John Mauzy Pittman, Judge, dissents.

    
    I dissent from a reversal of the Board's decision because it represents a departure from our standard of review. The focus of the Board's finding of misconduct was on the recurring deficiencies in appellant's performance of her duties over an extended period of time. As stated by the majority, misconduct can be found when the failure of good performance is of such a degree or recurrence as to manifest an intentional disregard of the employer's interest. That is what the Board found to constitute misconduct in this case. While the majority recognizes that the final delivery incident was the "last straw," it treats this as an isolated incident rather than the last occurrence in a series of events demonstrating unsatisfactory performance in all of her duties. By focusing on this one incident involving one aspect of her duties, the majorityhas succumbed to the temptation of substituting its judgment for that of the Board in a misguided effort to decide this case as if it were the trier of fact. That this is so is further demonstrated by the majority's mention of only the decision of the Board, but not the findings of fact made by the Board in support of that decision.
    It is for the Board to translate the evidence before it into findings of fact, and it is our function, upon review, only to determine whether those findings are supported by substantial evidence. As noted by the Board in its findings, appellant, a long-term employee, possessed the demonstrated ability to do her job, but for reasons appellant did not explain (in her "uncontradicted" testimony), her performance declined and continued on a downward slope despite the warnings and the opportunities afforded by her employer to improve her performance. Thus, the Board reasoned that this was not a case of mere inefficiency or the failure of good performance as the result of inability, but rather a case where the evidence revealed a pattern of poor performance of such a degree as to manifest an intentional disregard of her employer's interest.

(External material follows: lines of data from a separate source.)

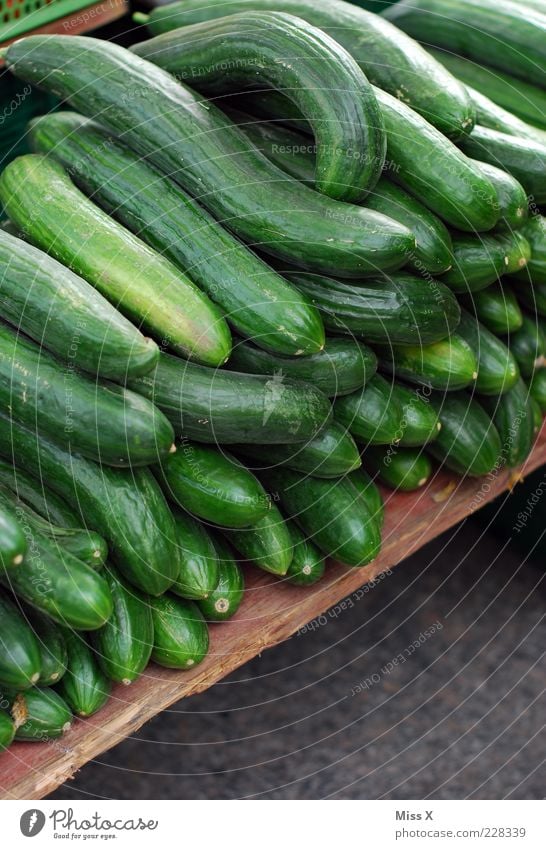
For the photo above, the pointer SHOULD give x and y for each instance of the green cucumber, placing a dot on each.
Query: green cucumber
(66, 315)
(213, 485)
(127, 505)
(39, 196)
(401, 309)
(169, 124)
(331, 454)
(181, 637)
(389, 58)
(225, 599)
(124, 644)
(198, 559)
(342, 366)
(257, 302)
(20, 659)
(449, 364)
(331, 513)
(84, 686)
(468, 442)
(506, 35)
(498, 369)
(308, 565)
(219, 406)
(267, 544)
(401, 469)
(373, 415)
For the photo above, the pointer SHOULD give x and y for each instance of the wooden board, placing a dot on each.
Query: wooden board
(270, 613)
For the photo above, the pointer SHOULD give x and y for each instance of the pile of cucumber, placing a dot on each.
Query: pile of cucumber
(275, 253)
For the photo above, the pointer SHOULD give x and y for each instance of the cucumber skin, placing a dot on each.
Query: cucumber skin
(124, 644)
(213, 486)
(343, 365)
(128, 506)
(60, 308)
(181, 637)
(229, 177)
(219, 406)
(155, 209)
(331, 513)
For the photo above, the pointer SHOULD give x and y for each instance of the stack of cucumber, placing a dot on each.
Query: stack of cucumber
(270, 256)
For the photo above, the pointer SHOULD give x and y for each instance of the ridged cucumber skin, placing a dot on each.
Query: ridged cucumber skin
(257, 302)
(213, 485)
(127, 505)
(372, 416)
(84, 686)
(448, 365)
(112, 426)
(67, 316)
(198, 573)
(498, 369)
(124, 644)
(342, 366)
(225, 599)
(401, 309)
(387, 56)
(169, 124)
(523, 158)
(401, 469)
(147, 288)
(477, 262)
(506, 35)
(267, 544)
(331, 513)
(181, 636)
(220, 406)
(308, 564)
(325, 83)
(20, 660)
(512, 414)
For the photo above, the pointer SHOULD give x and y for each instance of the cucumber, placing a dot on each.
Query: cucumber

    This case is similar to Perry v. Gaddy, 48 Ark. App. 128, 891 S.W.2d 73 (1995), in which we affirmed the Board's finding of misconduct when a ten-year employee, who had a proven ability to perform the job, inexplicably and recurrently over a period of time began to fail to meet the employer's minimal standards.
    Whether an employee's acts are willful or merely the result of unsatisfactory conduct or unintentional failure of performance is a fact question for the Board to decide. Rucker v. Director, 52 Ark. App. 126, 915 S.W.2d 315 (1996). The Board's denial of unemployment compensation based on a finding of misconduct is fully supported by substantial evidence and should be affirmed.
    Rogers, J., joins in this dissent.